An important aspect, which has to be considered, is that at the stage of such change of allocation, the allottees were never informed of this consequence. The mere passing of a resolution in the records of DDA cannot be said to be a notice to such allottees. Thus, the allottees may or may not have accepted to change the floor if they had known that the consequences would have been so harsh. This is apart from the fact that there seems to be no basis for such a policy. The policy, thus, requiring current cost to be charged in cases of change of floor is also hereby quashed. " ( 6 ) MR. Mahajan, appearing on behalf of the DDA submitted that the judgment in Renu Bali was carried in appeal; the Division Bench referred the issues to the Full Bench which answered the same by its judgment reported as DDA Vs. Renu bali. It was also contended that the issue of validity of circular dated 9th july, 1990 went unnoticed and the judgment to that extent is sub silentio. Counsel further contended that the matter has been carried in appeal by special leave to the Supreme Court. ( 7 ) HAVING considered the materials on record and the contentions of the parties, it is evident that the only issue raised in these proceedings is identical to the issue discussed by the learned Single Judge in Renu Bali's case.

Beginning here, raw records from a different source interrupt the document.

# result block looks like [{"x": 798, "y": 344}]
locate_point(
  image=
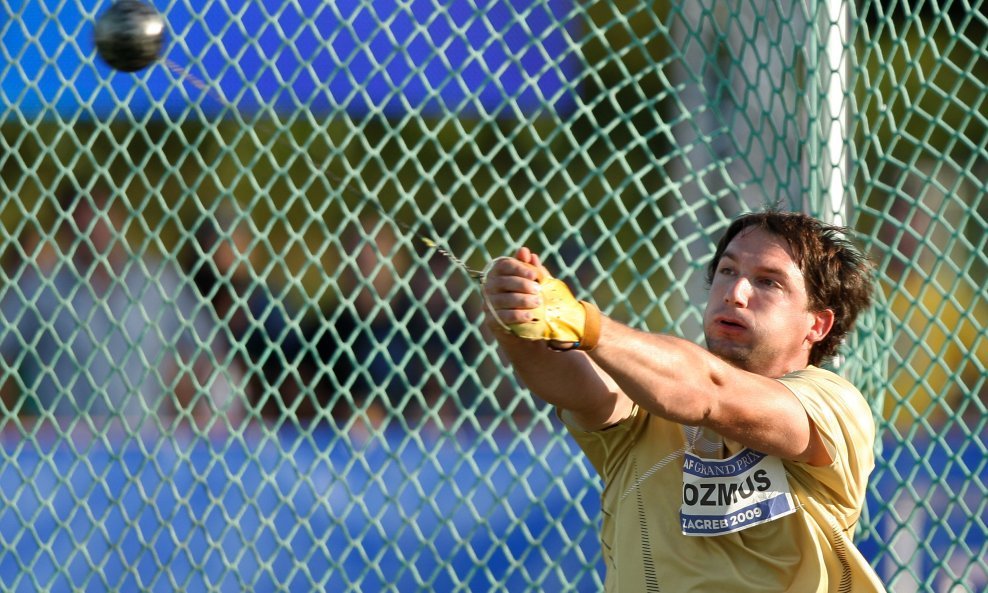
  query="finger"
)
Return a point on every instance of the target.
[
  {"x": 513, "y": 301},
  {"x": 507, "y": 266}
]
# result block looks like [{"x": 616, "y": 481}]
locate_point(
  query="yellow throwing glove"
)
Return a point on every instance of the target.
[{"x": 560, "y": 318}]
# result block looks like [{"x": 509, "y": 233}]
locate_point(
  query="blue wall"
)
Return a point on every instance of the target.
[{"x": 513, "y": 57}]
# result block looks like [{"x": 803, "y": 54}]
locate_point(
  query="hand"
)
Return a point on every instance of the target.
[{"x": 525, "y": 300}]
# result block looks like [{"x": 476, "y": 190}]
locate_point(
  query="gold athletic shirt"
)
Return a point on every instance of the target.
[{"x": 640, "y": 462}]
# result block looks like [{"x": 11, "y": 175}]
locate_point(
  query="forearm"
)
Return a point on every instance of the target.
[
  {"x": 567, "y": 380},
  {"x": 665, "y": 375}
]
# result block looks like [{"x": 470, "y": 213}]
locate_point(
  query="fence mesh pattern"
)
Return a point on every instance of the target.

Although the DDA has contended that the reasoning was neither accepted nor disapproved by the Full Bench, I am not inclined to take a different view from that taken in Renu Bali by the learned Single Judge. The reasoning in that case, was that the mere change of floor, could not by itself result in imposition of current costs upon the allottee who is given another floor. I am not persuaded that there is any flaw in the reasoning which requires me to depart from it or refer the issue to the Division Bench. ( 8 ) IN these circumstances, the writ petition requires to be allowed. If any balance payments are to be made by the petitioner in terms of the original allotment letter, the same shall be deposited with the DDA within six weeks from today. Writ petition allowed. Rule made absolute in the above terms.